Three qualities still valued today.

by Margaret Bednar,
03/01/2011, Art Happens

Yellowstone National Park was established in 1872.  I have in my collection a number of photographs and a journal dating 1915.  My grandmother traveled from Northern Illinois with a group of friends when she was a young lady to Yellowstone National Park to work for the summer.  My grandmother is front and center on the mule.
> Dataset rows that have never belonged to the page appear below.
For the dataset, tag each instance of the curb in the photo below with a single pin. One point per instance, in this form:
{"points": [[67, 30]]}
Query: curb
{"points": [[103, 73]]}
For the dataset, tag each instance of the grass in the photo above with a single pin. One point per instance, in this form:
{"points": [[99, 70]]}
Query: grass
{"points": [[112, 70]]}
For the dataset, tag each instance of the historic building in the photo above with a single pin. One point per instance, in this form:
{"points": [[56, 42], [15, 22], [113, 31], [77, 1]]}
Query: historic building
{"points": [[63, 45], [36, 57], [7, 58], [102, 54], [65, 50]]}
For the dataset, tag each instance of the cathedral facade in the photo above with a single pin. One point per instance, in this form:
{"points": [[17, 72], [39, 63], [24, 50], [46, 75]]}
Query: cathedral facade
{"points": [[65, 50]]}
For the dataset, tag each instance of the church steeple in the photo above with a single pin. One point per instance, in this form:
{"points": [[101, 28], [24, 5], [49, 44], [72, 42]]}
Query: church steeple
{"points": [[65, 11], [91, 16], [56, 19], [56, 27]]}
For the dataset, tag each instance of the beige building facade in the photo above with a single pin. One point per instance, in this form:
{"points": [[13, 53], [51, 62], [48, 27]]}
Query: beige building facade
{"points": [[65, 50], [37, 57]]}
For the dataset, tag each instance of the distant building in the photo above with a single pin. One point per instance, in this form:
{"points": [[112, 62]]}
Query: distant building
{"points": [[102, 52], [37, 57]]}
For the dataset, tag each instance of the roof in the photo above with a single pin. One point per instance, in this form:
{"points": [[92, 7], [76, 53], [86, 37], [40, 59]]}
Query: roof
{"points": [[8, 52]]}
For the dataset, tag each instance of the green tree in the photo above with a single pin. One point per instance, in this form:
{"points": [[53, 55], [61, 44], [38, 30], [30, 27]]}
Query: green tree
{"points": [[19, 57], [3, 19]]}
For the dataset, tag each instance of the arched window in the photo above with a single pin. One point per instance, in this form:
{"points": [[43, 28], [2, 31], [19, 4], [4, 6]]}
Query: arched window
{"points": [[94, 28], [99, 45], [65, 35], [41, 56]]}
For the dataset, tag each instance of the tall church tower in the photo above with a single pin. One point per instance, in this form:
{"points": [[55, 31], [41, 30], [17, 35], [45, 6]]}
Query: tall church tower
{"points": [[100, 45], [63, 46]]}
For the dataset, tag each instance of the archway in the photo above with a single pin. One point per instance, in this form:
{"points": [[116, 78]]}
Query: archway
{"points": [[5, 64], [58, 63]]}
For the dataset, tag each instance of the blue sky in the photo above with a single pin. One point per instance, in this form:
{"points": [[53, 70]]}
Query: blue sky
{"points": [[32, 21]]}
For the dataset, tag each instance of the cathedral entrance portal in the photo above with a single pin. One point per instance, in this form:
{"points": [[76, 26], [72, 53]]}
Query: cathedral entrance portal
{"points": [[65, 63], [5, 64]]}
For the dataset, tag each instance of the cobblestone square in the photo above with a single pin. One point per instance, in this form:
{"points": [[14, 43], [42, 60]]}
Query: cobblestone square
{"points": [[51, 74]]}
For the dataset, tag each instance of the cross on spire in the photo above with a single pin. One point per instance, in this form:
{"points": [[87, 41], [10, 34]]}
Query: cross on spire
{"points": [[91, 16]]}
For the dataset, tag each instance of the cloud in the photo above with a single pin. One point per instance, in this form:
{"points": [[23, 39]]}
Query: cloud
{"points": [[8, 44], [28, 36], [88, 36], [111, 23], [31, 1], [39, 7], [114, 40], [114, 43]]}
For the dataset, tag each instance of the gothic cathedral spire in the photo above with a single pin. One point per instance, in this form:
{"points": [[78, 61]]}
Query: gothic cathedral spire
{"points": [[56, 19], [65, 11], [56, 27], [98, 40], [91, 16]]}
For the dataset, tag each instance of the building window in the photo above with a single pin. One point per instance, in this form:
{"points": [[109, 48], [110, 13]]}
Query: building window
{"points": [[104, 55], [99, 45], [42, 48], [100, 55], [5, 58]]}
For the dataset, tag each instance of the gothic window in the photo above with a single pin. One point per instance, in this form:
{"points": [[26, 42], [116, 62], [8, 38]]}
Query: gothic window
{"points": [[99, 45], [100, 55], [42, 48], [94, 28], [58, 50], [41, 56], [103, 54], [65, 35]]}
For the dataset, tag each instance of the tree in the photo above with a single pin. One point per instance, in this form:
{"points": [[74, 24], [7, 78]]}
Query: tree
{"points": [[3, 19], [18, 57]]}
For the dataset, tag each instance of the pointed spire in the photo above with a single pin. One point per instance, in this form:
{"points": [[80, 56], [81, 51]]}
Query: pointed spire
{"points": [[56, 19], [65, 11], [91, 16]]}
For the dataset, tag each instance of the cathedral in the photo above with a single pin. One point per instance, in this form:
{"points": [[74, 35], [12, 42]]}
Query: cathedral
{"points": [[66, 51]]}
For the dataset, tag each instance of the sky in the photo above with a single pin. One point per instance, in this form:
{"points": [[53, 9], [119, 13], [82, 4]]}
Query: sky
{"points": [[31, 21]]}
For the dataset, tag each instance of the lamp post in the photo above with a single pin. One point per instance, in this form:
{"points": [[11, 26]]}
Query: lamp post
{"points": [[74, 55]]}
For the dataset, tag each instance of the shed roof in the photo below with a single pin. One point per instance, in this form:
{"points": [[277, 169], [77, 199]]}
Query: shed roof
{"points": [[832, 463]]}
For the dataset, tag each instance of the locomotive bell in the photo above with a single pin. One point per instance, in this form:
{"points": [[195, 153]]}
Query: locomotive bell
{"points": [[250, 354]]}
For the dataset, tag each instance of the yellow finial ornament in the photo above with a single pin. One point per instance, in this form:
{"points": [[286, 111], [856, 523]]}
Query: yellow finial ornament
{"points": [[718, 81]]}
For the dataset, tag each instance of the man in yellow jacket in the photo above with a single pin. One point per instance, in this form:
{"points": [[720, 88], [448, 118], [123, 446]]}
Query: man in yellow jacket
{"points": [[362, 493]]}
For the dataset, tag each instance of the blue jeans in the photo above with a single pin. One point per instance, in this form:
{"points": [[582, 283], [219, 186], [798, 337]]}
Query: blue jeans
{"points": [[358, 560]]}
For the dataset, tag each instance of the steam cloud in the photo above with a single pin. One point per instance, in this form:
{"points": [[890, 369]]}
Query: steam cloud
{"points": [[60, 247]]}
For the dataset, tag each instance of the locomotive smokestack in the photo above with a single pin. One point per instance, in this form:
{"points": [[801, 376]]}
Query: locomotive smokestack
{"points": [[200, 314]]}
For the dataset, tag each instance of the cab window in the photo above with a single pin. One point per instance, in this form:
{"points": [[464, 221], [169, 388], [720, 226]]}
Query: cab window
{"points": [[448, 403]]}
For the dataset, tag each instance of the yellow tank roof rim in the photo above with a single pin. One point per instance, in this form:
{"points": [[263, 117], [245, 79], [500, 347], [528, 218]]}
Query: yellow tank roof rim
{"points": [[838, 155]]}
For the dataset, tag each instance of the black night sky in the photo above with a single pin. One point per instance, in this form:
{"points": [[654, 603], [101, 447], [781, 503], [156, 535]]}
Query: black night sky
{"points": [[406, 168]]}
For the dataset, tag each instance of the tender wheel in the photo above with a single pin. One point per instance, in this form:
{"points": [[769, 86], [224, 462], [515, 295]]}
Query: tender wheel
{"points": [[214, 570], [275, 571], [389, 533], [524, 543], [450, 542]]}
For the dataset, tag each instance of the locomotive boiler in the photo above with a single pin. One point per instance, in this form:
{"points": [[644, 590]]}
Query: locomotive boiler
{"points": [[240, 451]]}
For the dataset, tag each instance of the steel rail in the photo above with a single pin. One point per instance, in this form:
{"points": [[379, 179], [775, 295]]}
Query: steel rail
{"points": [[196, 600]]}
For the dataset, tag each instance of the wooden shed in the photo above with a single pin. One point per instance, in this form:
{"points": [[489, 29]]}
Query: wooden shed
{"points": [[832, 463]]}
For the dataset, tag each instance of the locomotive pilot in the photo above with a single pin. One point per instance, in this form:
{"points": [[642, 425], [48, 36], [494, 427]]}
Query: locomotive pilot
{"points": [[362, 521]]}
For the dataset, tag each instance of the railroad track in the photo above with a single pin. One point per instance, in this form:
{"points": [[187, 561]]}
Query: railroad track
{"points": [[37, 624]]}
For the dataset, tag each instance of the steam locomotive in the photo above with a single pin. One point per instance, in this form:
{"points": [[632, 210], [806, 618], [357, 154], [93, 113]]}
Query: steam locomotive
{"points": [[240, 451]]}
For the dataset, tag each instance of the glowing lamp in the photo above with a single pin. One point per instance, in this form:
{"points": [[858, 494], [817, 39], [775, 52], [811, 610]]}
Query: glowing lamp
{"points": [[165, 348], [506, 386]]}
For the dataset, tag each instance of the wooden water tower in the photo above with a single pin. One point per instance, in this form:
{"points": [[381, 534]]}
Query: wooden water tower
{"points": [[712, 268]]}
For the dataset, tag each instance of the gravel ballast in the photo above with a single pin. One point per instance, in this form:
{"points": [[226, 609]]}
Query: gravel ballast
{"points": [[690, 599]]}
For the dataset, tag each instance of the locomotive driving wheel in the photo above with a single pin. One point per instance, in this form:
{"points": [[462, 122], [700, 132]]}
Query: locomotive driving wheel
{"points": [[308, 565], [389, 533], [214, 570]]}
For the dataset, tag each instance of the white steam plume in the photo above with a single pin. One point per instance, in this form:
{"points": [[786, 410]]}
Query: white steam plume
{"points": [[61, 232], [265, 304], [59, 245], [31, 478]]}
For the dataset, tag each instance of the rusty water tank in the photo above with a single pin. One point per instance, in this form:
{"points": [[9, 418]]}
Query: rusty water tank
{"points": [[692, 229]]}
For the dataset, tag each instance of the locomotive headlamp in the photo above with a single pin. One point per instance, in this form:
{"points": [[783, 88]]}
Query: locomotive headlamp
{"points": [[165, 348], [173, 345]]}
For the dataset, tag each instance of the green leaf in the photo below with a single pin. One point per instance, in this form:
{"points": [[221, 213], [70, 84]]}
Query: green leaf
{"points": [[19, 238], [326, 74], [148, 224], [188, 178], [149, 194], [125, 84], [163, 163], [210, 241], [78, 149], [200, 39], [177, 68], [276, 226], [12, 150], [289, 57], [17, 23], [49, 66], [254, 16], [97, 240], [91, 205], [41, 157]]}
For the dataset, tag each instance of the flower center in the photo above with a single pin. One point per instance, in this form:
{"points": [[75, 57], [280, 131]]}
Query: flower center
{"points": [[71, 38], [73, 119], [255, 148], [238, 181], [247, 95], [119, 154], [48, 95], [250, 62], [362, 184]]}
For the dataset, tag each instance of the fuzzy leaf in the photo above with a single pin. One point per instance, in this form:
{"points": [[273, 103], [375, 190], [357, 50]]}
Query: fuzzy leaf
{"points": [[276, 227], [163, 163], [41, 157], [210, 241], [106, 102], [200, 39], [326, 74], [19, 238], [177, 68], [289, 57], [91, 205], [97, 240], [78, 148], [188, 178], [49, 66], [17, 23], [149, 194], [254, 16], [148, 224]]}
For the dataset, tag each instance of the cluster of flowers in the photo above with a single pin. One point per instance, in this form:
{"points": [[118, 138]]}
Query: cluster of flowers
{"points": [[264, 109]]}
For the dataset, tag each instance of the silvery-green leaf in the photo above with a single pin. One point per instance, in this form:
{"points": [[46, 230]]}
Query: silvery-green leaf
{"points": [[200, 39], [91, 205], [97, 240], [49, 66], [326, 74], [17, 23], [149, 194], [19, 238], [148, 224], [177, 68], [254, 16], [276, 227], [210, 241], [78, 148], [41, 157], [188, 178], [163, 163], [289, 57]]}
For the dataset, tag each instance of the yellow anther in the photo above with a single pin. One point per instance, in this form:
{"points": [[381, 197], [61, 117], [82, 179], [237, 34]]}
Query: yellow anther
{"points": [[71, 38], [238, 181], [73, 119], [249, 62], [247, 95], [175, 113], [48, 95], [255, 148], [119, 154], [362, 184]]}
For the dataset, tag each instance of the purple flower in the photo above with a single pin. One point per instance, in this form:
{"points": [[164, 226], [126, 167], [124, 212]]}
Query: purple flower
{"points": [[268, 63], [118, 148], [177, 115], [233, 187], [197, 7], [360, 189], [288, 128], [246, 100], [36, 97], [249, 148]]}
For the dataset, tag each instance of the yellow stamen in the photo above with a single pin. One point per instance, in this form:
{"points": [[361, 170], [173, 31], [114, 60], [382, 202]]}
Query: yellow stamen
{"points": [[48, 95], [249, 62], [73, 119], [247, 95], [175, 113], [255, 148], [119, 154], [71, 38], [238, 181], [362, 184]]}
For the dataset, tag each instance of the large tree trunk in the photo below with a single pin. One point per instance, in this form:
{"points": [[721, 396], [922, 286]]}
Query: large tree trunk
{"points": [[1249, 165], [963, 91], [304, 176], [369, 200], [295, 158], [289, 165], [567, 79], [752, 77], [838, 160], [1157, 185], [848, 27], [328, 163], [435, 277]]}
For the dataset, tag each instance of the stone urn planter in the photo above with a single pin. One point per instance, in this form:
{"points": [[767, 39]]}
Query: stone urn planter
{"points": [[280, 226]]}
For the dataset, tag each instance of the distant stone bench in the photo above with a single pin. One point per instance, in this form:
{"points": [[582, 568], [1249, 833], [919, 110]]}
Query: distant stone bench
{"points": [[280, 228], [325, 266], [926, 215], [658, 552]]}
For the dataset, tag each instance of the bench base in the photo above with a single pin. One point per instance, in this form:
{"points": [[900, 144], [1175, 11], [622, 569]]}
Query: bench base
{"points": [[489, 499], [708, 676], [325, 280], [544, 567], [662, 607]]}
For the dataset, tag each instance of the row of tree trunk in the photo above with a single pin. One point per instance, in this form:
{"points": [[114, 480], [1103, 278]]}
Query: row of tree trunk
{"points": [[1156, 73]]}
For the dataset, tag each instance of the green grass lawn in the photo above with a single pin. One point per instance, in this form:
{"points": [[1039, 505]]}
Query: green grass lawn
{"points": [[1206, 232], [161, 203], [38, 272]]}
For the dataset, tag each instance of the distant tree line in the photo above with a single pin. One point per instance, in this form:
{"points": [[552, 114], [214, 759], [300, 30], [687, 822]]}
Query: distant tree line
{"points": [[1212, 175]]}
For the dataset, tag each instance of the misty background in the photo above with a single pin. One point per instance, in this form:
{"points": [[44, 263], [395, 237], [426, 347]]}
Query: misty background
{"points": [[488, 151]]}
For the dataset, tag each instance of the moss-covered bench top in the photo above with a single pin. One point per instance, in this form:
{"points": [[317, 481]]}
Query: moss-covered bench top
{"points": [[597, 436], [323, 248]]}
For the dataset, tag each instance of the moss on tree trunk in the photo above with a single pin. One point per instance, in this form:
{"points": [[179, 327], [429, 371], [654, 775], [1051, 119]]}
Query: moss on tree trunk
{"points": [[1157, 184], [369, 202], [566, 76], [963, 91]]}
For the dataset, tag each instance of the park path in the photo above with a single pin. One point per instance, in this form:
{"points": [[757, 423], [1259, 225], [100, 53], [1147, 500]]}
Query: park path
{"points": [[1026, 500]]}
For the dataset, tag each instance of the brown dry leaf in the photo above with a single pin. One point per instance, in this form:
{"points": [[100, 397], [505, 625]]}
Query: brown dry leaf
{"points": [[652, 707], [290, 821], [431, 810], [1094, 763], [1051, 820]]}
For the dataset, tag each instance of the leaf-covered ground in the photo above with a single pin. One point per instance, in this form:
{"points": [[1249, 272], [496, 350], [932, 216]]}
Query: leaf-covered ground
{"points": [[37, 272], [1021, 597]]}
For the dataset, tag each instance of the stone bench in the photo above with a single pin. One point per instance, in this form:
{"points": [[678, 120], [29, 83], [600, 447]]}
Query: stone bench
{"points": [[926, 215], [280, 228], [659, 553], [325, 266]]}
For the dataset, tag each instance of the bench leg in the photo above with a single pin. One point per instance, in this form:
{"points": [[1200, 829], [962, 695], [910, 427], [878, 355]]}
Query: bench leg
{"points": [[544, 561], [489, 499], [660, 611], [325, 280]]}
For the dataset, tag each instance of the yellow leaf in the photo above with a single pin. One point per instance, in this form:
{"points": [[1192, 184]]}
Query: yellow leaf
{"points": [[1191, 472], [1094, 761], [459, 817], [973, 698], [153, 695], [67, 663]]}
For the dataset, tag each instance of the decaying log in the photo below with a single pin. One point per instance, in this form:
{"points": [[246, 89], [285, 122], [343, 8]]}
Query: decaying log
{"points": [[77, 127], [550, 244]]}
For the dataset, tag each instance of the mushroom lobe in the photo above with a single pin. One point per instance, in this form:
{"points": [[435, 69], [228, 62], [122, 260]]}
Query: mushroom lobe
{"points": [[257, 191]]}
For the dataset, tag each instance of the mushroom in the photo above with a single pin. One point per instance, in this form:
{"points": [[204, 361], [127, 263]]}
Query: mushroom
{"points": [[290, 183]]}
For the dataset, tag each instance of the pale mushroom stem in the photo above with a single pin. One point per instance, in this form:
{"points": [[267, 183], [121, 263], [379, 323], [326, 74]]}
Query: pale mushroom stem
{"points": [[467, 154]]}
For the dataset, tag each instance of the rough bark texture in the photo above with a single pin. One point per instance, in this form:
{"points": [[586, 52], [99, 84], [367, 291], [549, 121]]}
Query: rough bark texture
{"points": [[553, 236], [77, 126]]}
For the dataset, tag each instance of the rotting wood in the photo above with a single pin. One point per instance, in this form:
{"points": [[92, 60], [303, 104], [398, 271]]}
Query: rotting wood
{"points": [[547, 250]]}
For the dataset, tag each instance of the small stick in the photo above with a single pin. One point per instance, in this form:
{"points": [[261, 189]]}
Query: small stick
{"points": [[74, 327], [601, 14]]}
The photo is a picture taken in the "Garden of the Gods" in Colorado Springs, Co.  Click HERE to see google images of this amazing place.  I'm thinking this might be a formation known as "balanced rock".  The proportions are a bit off from what I can find on the website, but it has been over 100 years and maybe the elements have been at work.

In my very brief research, I found out that the song "America the Beautiful" was inspired by the beauty Katherine Lee Bates saw in 1893 while she journeyed in private wagon to the summit of Pikes Peak.   Katherine Lee Bates was a long-time professor at Wellesley College in Massachusetts, and lectured at the summer session at Colorado College.

This is the beginning post of my documenting her experience.  I hope to post every Thursday and hook up with "Sepia Satudays" regularly.